Il reste que si la R-dC n’a pu faire diligence pour délivrer les documents qui auraient pu faciliter l’extradition du Député vers Kinshasa, le pays peut faire jouer tous les instruments internationaux en engageant une action en direction de la France...
Reste que la situation personnelle de celui qui est quasi désormais un traître à la Patrie est peu enviable.
MARTYRISE COMME RAREMENT PAR KAZINI.
Les terribles «Bana Congo» verraient bien mal la présence en France de ce «Citoyen français» d’un autre genre et en faire une proie facile. Il reste au pestiféré à raser les murs ou, mieux, à se terrer pour ou moins une plus ou moins longue durée. En attendant que l’air devienne respirable..
Ceux qui le connaissent savent que cet homme politique hautement incohérent, l’un des multiples porte-parole de l’UDPS en France dans les années 1990, qui s’éloigna de Tshisekedi avant de l’approcher pour s’en éloigner davantage (cas de la candidature au bureau de la CENI, la Commission électorale nationale indépendante, du fils aîné de Tshisekedi, offerte puis rejetée), qui se fit nommer général dans l’ex-rébellion du MLC avant de créer son propre mouvement le RCD-N (qui deviendra Rassemblement des Congolais Démocrates et Nationalistes, parmi au moins trois autres, RCD-Goma, RCD-KML) est aussi un vrai baroudeur.
Ayant quitté la rébellion du RCD-Goma dont il fut l’un des «ministres» en charge de la mobilisation et de la propagande pour rejoindre l’aile de Kisangani animée par Ernest Wamba dia Wamba et Mbusa Nyamwisi, il rejoint, de sa propre initiative à Bafwasende, en province Orientale, feu général major James Kazini (1957-2009) alors chef d’état-major de l’armée ougandaise UPDF, Uganda People’s Defense Force. Celui-ci le prenant pour un espion, lui fit infliger un traitement de cheval, le fit rouer de coups plusieurs fois par jour et séjourner dans un trou en pleine jungle congolaise...
Après ce martyre, Kazini offra à Lumbala de quitter les lieux et de rejoindre sa famille en Europe. Le R-dCongolais choisit de rester auprès de son tortionnaire. Surpris par cette bravoure peu «congolaise» pour un «BMW (Beer, Music, Wife) comme les Ougandais qualifient les «Congomani», Kazini le récompensa et lui offrant un «lopin de terre»: c’est ainsi que naquit le RCD-N qui prit ses quartiers dans l’une des mines de diamants de Bafwasende.

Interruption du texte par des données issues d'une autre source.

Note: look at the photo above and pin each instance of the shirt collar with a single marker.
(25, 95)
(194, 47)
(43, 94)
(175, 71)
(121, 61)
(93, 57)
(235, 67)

Né le 13 avril 1958, à Mweka, Kasaï-Occidental, marié et père de cinq enfants, l’homme blanchi sous le harnais de l’exil où il a survécu grâce à des petits métiers, est devenu ministre du Commerce extérieur après le dialogue inter-congolais dans le fameux gouvernement de transition 1+4 avant d’en être limogé en janvier 2005 à l’issue d’un scandale de gestion. Il y fit nommer néanmoins sa propre épouse dont il devint DirCab. Ainsi fonctionnait le 1=4...
En 2006, il se présenta comme candidat à l’élection présidentielle de juillet 2006, ne réussit à collecter qu’un peu plus de 0% mais se fit élire à la fois Député de la circonscription de Miabi et Sénateur à la même législature avant d’opter pour la Chambre basse laissant sa suppléante d’épouse siéger au Sénat.
A la Chambre basse, on lui connut pour compagnons de route les Députés MPCR Jean-Claude Vuemba et Lisanga Bonganga avec qui il avait créé sous la dernière législature le groupe parlementaire de l’opposition Ordre des Démocrates Républicains, ODR. En 2007 il présida la commission parlementaire Kahemba sur le différend frontalier entre la R-dC et l’Angola et en 2008 devint président de la commission parlementaire des députés séquestrés par des ressortissants libanais.
T. MATOTU
LEGENDE :
L’ex-Député baroudeur élu de Miabi, a débouché dimanche matin à Paris. DRESERVES.